# Standardization of a variable

#### luchins

##### Member
Hello, before making a linear regression, how can I know if I have to standardize a variable?

#### hlsmith

##### Not a robit
Depends on the purpose of your analysis. Feel free to provide more details. Standardizing isn't required in most models, beyond regularization models and centering interaction terms in regression.

#### luchins

##### Member
Depends on the purpose of your analysis. Feel free to provide more details. Standardizing isn't required in most models, beyond regularization models and centering interaction terms in regression.
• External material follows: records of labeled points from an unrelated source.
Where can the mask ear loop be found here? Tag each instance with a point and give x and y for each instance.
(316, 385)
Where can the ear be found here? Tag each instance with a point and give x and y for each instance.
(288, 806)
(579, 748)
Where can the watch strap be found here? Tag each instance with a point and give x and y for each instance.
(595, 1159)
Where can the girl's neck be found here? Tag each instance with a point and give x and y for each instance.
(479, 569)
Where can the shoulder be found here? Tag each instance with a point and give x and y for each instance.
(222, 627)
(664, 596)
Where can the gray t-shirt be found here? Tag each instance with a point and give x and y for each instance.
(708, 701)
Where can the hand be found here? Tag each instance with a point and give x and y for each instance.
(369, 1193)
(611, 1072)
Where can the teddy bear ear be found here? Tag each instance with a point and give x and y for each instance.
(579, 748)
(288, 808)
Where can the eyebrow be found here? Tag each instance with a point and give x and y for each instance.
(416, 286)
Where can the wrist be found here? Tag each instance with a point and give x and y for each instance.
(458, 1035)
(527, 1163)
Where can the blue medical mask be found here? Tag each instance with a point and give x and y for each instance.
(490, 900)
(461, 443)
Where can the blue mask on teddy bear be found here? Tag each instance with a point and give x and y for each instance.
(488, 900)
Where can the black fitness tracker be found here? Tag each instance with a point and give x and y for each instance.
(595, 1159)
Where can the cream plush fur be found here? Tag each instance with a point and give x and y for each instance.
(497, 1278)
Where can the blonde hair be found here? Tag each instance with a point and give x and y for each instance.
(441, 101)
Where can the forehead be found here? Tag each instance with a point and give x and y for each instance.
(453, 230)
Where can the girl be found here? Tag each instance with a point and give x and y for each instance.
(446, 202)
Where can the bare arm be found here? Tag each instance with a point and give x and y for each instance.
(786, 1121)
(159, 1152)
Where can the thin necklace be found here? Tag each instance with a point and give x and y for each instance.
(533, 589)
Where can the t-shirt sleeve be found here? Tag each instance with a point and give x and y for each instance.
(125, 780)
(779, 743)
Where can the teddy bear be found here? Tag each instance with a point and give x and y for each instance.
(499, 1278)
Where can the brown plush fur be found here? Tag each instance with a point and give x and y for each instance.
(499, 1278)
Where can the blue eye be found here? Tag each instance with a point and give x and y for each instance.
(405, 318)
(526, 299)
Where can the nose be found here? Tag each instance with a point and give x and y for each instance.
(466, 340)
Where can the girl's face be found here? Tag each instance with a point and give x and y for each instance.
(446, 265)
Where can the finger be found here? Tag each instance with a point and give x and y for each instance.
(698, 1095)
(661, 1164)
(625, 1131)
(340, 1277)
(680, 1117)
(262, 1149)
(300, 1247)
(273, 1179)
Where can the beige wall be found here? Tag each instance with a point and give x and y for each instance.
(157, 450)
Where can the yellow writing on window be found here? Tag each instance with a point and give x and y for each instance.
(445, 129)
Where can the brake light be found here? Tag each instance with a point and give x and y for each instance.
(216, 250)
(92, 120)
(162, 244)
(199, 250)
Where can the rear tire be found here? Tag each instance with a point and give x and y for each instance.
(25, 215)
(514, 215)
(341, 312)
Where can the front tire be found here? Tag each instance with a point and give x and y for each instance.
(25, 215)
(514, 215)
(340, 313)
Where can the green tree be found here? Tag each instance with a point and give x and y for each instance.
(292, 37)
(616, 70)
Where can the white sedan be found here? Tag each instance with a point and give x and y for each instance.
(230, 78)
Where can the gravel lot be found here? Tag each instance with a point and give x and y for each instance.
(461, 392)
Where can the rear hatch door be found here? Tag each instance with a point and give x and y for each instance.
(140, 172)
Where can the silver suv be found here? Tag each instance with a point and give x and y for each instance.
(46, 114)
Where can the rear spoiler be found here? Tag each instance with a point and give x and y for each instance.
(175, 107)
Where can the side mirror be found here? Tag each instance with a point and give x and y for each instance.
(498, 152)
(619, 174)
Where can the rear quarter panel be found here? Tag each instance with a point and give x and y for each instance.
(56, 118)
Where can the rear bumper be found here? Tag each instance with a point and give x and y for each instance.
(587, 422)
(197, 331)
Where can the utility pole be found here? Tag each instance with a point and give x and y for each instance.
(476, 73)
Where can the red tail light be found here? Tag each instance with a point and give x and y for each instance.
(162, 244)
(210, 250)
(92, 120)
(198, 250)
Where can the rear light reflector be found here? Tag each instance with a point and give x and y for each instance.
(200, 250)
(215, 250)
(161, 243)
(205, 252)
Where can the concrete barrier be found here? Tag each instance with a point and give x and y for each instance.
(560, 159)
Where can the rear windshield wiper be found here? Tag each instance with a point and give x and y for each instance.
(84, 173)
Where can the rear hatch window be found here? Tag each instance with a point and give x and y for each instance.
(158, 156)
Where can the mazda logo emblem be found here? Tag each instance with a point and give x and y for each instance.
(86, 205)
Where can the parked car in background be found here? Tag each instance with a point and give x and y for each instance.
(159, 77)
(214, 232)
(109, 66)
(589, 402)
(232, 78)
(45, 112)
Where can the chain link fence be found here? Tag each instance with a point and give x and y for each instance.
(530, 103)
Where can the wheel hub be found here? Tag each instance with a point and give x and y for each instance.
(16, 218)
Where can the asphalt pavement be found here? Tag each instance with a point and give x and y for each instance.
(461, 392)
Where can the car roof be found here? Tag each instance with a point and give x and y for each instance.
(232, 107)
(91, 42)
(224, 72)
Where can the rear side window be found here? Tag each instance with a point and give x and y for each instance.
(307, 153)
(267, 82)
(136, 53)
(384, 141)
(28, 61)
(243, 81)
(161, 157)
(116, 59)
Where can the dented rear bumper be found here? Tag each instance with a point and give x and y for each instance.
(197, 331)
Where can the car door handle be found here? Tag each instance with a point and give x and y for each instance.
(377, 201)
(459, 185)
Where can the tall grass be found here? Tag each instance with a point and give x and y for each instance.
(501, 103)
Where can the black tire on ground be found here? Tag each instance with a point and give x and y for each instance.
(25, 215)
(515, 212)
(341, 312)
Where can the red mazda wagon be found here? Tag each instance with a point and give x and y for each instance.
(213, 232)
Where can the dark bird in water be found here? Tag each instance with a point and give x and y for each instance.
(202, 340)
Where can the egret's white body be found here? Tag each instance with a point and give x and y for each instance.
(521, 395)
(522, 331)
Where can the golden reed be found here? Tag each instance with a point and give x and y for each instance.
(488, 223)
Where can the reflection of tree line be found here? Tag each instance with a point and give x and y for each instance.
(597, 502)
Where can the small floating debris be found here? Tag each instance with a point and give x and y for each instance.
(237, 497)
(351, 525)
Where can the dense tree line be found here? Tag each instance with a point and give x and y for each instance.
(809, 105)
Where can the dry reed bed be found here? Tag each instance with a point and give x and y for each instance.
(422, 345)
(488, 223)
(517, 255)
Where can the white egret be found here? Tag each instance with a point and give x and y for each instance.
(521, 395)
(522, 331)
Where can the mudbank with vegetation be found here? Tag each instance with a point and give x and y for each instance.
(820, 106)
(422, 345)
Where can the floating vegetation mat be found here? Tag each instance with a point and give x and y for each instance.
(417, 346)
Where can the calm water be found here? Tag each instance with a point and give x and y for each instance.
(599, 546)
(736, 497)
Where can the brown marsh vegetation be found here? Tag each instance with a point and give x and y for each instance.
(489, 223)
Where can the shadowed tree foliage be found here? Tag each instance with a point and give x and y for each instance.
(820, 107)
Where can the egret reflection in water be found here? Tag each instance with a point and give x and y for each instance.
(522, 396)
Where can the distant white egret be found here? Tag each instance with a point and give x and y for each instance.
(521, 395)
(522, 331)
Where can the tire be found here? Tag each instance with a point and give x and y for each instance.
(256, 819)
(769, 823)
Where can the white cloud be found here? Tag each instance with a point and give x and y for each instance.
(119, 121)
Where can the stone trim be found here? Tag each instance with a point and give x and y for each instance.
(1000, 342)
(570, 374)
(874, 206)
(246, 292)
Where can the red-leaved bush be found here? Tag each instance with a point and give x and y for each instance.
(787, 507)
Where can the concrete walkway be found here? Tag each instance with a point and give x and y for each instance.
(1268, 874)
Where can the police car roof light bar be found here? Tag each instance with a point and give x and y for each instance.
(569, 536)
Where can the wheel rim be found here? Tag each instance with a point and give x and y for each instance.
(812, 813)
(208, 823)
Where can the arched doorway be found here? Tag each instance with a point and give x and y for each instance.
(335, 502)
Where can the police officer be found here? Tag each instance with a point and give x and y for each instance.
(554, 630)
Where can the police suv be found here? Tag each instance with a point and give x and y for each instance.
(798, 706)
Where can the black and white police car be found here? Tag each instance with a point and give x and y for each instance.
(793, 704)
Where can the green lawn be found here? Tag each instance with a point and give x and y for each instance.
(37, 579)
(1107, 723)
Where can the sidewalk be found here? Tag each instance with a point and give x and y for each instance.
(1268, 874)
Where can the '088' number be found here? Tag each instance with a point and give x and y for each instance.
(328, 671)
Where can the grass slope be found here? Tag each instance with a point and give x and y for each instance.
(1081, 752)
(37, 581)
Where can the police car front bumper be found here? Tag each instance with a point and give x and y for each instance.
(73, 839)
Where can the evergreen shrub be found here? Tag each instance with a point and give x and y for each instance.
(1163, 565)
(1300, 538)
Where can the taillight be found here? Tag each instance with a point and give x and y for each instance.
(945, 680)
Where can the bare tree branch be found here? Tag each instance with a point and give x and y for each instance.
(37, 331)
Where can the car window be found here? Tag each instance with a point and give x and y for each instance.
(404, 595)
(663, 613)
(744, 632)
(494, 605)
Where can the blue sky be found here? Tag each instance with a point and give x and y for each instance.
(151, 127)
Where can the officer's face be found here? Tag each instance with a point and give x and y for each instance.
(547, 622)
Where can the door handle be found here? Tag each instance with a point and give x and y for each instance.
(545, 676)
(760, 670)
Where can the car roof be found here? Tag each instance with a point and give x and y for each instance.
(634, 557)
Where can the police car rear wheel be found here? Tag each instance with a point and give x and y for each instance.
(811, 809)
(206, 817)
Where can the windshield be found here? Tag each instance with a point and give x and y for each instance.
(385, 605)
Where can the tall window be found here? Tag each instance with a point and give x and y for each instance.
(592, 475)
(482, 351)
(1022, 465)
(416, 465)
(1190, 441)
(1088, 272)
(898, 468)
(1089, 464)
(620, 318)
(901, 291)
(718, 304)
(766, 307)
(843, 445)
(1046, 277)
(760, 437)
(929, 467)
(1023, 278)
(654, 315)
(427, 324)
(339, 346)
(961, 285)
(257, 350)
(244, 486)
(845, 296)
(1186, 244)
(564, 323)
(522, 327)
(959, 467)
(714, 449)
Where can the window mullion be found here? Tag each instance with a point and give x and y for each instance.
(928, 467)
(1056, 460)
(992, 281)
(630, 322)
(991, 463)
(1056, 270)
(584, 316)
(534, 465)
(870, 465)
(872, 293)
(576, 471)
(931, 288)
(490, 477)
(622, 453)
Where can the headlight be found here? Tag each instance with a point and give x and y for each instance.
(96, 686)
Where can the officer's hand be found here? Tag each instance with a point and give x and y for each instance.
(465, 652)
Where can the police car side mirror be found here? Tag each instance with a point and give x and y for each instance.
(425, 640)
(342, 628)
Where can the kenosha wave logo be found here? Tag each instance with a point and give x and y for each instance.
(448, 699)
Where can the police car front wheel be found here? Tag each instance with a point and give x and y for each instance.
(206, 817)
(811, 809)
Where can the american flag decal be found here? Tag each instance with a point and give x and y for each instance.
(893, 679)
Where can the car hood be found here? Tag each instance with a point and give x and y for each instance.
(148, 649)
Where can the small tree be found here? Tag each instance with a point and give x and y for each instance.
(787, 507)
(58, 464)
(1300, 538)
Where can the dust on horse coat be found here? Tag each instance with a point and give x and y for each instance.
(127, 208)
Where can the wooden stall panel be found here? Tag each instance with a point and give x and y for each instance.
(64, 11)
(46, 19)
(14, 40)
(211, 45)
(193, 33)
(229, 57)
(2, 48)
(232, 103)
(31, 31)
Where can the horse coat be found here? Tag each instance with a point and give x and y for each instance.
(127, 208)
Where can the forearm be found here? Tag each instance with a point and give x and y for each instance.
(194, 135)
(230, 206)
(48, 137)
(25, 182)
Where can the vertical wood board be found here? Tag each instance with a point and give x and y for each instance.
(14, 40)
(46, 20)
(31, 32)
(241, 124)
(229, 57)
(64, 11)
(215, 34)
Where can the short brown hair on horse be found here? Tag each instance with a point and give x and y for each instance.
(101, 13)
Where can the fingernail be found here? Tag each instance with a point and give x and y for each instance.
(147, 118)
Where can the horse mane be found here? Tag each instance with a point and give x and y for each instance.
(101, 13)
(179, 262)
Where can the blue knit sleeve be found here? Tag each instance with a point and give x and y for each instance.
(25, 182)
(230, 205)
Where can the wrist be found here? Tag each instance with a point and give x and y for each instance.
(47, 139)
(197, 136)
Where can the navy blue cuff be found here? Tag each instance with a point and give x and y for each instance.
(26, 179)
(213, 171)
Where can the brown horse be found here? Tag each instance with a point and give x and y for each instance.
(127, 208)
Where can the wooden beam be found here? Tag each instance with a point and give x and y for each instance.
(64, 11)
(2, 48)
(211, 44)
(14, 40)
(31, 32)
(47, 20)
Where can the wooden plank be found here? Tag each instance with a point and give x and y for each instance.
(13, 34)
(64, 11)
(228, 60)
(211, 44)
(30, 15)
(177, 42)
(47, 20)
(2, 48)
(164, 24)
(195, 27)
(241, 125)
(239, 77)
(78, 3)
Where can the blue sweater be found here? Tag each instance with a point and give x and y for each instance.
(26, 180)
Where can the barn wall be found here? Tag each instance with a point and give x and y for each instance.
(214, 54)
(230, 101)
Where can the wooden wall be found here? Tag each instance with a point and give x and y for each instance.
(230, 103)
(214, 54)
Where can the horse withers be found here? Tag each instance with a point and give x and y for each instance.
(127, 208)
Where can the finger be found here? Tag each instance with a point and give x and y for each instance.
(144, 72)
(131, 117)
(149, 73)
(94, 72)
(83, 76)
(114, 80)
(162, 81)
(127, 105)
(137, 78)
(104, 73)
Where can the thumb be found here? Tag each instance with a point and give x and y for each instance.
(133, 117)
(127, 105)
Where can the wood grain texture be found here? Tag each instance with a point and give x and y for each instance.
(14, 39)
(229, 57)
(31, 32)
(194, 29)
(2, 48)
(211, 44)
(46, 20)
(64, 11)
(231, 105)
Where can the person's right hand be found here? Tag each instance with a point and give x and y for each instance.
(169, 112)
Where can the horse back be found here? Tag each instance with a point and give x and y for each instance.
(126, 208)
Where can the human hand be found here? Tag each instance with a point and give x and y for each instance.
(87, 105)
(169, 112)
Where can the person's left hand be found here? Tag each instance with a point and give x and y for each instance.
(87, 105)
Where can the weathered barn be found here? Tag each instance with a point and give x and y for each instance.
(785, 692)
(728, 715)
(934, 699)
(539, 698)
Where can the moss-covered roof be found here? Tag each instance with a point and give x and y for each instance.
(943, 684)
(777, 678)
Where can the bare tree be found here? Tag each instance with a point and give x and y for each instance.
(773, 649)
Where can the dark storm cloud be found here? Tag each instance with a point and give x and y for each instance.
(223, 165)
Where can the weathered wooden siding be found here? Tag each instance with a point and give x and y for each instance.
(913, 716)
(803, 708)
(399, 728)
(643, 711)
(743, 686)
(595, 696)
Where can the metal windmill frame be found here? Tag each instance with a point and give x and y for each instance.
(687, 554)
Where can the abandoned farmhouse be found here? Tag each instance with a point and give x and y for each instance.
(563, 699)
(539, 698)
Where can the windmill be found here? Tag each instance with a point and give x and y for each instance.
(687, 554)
Example I saw this discussion:

https://stats.stackexchange.com/que...players-service-point-win-percentage-which-of

This guy asked to stack exange:

(My personal question which I would ask to you, are Question n1 and Question n2)

'' Hello, I am conducting a regression in order to predict a tennis player's service point win % i.e. the percentage of points he wins when he is the server. ----

Model 1 If my DV (Dependent Variable) data lies in the range 0.3-0.9, does it make sense to use a logistic regression?

-------Question 1) (Why does he ask if the data lies in the 0.3-0.9 range has it sense to use logistic? How is this range calculated? )

If using logistic I would endeavor to build a model with serve win % as my Dependent Variable and my Indipendent Variable's as:

+average serve win % of last n matches (maybe n=5 or 10) to account for form

+surface

+player ranking

+opposition ranking

..... Would this be a good model to use? Preliminary logistic regressions just involving serve win % regressed on surface + player ranking + opponent ranking ... are showing some strange results so im losing faith in logistic for this data.

An alternative I'm considering is to use raw variables in a linear regression type model with interactions.... Along the lines of Aiken & West 1991My dependent variable will be number of service points won in match, and my independent variables will be:

+ no. service points played in match + the surface the match played on

+ the player's ranking points +the opponents ranking points

+ an interaction between player and opponent ranking points

+ an interaction between surface and no. points played

+ average service points won in last n matches

+ average % of service points won in last m matches

Do either of these models stand out as smart or appropriate ways to model this data?

For context, for each player I have between 100-350 matches worth of data. I would love to hear what you guys think, or if you have any other suggestions on how to predict serve win % using the stated variables I would really appreciate it. I'm conducting this analysis in R so any code/package suggestions would also be great''

For my avg. serve win % in last n matches variable, I wanted to standardize serve % based on surface and player rank/opponent rank for all of my data, for better accuracy - so I needed to gauge the effect of surface/rank I ran simple linear and logistic regressions along the following lines: serve win % = surface + player ranking + opponent ranking I also ran these IV's in regressions of their own. The linear model results were pretty much as expected and were accurate/in line with tennis knowledge/theory. The logistic regression results were pretty wild and inaccurate.''

-------Question N 2 : (Why is he trying to standardize the variable serve%, based on surface? Why? And how can he do this? By running multiple linear regression? Assigning an arbitrary value to the serve% variable?'' How can he santardadize it?)